Consistent with FFDCA section 408(b)(2)(D), and the factors specified in FFDCA section 408(b)(2)(D), EPA has reviewed the available scientific data and other relevant information in support of this action. EPA has sufficient data to assess the hazards of and to make a determination on aggregate exposure for indaziflam including exposure resulting from the tolerances established by this action. EPA's assessment of exposures and risks associated with indaziflam follows.
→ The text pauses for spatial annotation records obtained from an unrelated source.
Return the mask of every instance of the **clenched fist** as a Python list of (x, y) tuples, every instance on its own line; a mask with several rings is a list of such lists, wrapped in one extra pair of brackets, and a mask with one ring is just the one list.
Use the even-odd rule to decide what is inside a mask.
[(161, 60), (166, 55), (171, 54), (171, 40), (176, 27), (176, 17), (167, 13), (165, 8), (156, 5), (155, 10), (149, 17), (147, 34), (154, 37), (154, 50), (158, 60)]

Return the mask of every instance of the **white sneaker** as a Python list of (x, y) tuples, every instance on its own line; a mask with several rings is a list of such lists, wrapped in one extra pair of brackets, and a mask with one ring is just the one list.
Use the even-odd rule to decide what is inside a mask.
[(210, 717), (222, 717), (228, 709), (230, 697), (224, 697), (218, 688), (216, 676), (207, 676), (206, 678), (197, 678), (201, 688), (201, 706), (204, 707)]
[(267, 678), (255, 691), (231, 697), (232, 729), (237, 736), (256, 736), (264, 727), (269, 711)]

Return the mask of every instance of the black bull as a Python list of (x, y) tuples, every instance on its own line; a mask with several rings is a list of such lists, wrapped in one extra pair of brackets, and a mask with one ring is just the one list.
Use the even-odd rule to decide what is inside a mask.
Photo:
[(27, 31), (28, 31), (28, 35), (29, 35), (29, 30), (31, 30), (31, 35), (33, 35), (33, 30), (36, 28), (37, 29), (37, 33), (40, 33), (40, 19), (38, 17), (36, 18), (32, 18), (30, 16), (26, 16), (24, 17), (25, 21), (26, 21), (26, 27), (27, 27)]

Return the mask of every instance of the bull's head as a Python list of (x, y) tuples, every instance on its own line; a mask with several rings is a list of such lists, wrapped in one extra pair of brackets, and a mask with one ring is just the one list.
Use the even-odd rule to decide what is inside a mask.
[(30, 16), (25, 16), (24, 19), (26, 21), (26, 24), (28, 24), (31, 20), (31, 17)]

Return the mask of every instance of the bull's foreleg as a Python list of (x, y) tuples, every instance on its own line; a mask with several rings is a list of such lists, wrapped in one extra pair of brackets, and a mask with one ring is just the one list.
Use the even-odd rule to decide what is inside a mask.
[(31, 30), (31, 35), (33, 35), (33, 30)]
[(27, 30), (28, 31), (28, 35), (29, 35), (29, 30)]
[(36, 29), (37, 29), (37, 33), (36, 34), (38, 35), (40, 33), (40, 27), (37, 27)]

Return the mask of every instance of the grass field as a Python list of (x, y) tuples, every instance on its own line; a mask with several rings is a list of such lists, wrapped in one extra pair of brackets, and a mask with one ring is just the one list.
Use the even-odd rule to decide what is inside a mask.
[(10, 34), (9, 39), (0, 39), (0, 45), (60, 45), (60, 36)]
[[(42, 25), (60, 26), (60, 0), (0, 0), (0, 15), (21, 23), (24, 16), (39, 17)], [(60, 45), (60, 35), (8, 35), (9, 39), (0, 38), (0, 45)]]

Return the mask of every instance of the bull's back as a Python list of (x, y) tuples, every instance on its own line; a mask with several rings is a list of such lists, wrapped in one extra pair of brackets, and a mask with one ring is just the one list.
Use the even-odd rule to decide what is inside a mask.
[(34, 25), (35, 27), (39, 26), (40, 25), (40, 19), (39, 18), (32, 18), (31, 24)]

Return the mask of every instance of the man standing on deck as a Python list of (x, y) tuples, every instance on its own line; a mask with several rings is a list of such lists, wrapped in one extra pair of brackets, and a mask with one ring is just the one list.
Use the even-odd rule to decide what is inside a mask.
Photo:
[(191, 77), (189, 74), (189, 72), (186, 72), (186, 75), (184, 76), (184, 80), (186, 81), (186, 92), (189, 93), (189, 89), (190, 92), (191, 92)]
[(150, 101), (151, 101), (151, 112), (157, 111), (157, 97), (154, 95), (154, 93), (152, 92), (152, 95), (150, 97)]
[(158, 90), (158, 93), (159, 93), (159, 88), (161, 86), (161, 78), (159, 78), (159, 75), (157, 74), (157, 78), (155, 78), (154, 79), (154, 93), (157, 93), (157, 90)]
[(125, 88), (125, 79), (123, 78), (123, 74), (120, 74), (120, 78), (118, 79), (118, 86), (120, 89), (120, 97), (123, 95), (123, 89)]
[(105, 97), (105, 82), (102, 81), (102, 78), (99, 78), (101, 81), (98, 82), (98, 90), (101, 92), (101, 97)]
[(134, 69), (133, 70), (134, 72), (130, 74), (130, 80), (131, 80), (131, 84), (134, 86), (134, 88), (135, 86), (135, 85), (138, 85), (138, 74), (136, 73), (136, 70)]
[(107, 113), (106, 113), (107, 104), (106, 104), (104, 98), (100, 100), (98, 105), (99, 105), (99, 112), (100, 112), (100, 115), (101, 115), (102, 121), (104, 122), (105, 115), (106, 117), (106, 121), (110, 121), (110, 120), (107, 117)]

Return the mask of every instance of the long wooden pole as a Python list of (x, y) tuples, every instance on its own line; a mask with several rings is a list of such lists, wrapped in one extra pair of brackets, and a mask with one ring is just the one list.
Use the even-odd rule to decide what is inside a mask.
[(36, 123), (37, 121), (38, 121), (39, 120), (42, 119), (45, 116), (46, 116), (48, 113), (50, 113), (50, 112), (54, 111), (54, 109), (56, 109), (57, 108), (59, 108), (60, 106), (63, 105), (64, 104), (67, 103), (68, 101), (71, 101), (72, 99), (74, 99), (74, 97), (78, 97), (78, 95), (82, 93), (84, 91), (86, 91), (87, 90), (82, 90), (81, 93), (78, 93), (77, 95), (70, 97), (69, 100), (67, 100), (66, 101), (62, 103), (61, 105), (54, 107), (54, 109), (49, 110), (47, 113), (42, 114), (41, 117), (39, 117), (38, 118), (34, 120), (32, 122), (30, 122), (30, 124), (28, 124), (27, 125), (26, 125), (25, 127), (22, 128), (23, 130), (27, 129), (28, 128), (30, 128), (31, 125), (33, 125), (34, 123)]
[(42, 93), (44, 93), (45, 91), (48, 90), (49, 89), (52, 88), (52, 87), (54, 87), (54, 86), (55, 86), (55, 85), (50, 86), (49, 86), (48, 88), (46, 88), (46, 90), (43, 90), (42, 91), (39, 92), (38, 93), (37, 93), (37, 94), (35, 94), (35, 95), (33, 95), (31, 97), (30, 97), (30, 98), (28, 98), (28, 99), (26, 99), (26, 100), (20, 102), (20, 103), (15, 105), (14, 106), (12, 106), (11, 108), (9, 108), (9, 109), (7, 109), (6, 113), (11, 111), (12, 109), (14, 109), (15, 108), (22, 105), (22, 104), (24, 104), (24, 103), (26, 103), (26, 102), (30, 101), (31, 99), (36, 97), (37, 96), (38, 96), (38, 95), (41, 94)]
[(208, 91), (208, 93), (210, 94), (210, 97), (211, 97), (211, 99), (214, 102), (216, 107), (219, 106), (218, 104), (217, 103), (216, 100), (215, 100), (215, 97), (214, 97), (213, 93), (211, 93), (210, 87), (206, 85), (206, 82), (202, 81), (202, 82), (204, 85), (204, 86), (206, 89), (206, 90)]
On October 10, 2019, EPA published in the Federal Register a final rule establishing tolerances for residues of indaziflam in or on the tropical and subtropical fruit (edible peel) group 23 and tropical and subtropical fruit (inedible peel) group 24 based on the Agency's conclusion that aggregate exposure to indaziflam is safe for the general population, including infants and children. See 84 FR 54510 (FRL-9999-70). That document contains a summary of the toxicological profile and points of departure, assumptions for exposure assessment, and the Agency's determination regarding the children's safety factor, which have not changed.
EPA's dietary exposure assessments have been updated to include the additional exposure from use of indaziflam on grass forage, grass hay, and sugarcane cane, and from exposure to residues in edible ruminant commodities, i.e., reliance on tolerance-level residues for all crops, maximum anticipated residues for all edible ruminant commodities, and an assumption of 100 percent crop treated (PCT). EPA's aggregate exposure assessment incorporated this additional dietary exposure, as well as exposure in drinking water and from residential sources, although those latter exposures are not impacted by the new uses on grass forage, grass hay, and sugarcane cane and thus have not changed since the last assessment. Further information about EPA's risk assessment and determination of safety supporting the tolerances established in the October 10, 2019 Federal Register action, as well as the new indaziflam tolerances, can be found at http://www.regulations.gov in the document titled “Indaziflam—Aggregate Human Health Risk Assessment of the Proposed New Use on Lowbush Blueberry, and Crop Group Expansions to Tropical and Subtropical Fruit, Edible Peel, Group 23 and Tropical and Subtropical Fruit, Inedible Peel, Group 24.” dated September 11, 2019 in docket ID EPA-HQ-OPP-2018-0561 and the document titled, “Indaziflam. Human Health Risk Assessment in Support of the Proposed New Uses on Grasses, Sugarcane, Wildlife Management, and Rights-of-Way” dated April 17, 2020 in docket ID number EPA-HQ-OPP-2020-0045.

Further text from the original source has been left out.